As I’ve reported on previously in this blog, the office within the Massachusetts Department of Public Safety & Security that is responsible for the maintenance and annual certification of Breathalyzer machines used by police departments in Massachusetts – the Office of Alcohol Testing (OAT) – has for over two years been embroiled in a scandal over its inability to properly conduct alcohol breath tests in OUI/DUI cases. In fact, certain attorneys who regularly defend Massachusetts OUI/DUI cases discovered that patterns were emerging over two years ago with these breath test results, after they studied a variety of the alcohol testing worksheets that were provided to the court by OAT, Based on those suspicious test results, Springfield Atty. Joe Bernard filed a motion for sanctions (penalties) against the Commonwealth, citing the Commonwealth’s intentional withholding of exculpatory (i.e., potentially exonerating) evidence, on behalf of selected Massachusetts OUI/DUI defendants. The suit against the Commonwealth that these attorneys brought, alleged that OAT had intentionally withheld virtually all of the annual Draeger Alcotest 9510 certifications – some 432 of them – that had failed to produce passing results.

Stunningly, it was discovered that OAT was doing this all over the state. It’s important to clarify a key point here: None of the 13 separate county District Attorneys’ offices across Massachusetts appeared to be aware of what was being done by OAT, nor is there any evidence that any prosecutors cooperated with OAT to produce these false test results. Procedurally, it’s important to understand how breathalyzer tests are used in a Massachusetts DUI/OUI case: Once a police officer administers a breathalyzer test to a driver, if that breath test result indicates that the operator registered a .08 or higher Blood Alcohol Content (BAC), and the operator is then arrested and prosecuted for drunk driving, the breath test result becomes the key evidence in plea negotiations or trial. The annual certification is employed to make sure that the machine results are correct. What was discovered in the litigation surrounding the Draeger Alcotest 9510, was that OAT, for 20% of those certifications, had intentionally and widely withheld problem certification results, to heighten the likelihood of convictions. A central focus of this litigation were these withheld alcohol testing worksheets, which are supposed to provide a foundation for each breathalyzer test result produced by OAT. The litigation surrounding this issue was consolidated before a single judge of the District Court Department, Judge Robert Brennan, for ultimate resolution.
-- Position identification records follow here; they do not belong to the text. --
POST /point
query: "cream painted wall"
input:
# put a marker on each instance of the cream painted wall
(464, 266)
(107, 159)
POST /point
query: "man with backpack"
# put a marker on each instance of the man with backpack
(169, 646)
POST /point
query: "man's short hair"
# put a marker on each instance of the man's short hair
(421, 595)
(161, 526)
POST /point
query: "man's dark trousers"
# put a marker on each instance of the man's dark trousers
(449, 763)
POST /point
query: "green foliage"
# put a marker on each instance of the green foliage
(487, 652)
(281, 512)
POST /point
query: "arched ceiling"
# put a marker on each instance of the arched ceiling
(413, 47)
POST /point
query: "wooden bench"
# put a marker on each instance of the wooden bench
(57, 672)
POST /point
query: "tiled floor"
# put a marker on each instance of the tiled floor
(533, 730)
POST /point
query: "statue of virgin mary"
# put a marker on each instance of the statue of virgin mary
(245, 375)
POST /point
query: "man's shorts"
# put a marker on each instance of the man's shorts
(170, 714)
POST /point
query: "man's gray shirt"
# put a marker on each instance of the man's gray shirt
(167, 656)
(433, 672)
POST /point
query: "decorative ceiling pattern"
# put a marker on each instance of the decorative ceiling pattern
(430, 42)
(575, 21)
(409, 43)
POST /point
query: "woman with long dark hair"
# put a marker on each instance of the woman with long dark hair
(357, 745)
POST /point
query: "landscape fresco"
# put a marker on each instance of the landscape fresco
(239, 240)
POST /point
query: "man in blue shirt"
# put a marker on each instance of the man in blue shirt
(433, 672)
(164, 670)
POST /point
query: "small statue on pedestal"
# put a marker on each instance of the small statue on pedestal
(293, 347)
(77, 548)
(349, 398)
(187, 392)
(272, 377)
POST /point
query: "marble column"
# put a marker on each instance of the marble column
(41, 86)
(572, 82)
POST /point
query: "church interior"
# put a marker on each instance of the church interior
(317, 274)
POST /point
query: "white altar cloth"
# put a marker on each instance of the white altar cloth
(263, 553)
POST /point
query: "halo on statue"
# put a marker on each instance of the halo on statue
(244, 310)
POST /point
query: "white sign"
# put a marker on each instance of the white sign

Let me make an important point here, as a Massachusetts OUI/DUI defense attorney: While I fight tooth and nail for all my criminal defense clients – in all kinds of criminal defense cases – I also believe that law enforcement has a right and a responsibility to keep us all safe when driving on the roads in Massachusetts. Every state has that right and responsibility. It’s very possible that you are alive and well and reading this post, because a drunk driver was pulled off the road at some point in your past, who might have otherwise hit you or a loved one. So I do not oppose reasonable laws that are enforced responsibly and legally, as they are intended to. But when government agencies intentionally break the law and falsify documents in order to convict people that might otherwise be proven innocent of a criminal charge, that is entirely unacceptable, and those responsible must be made accountable, and the entire system re-vamped to assure that future such actions do not occur.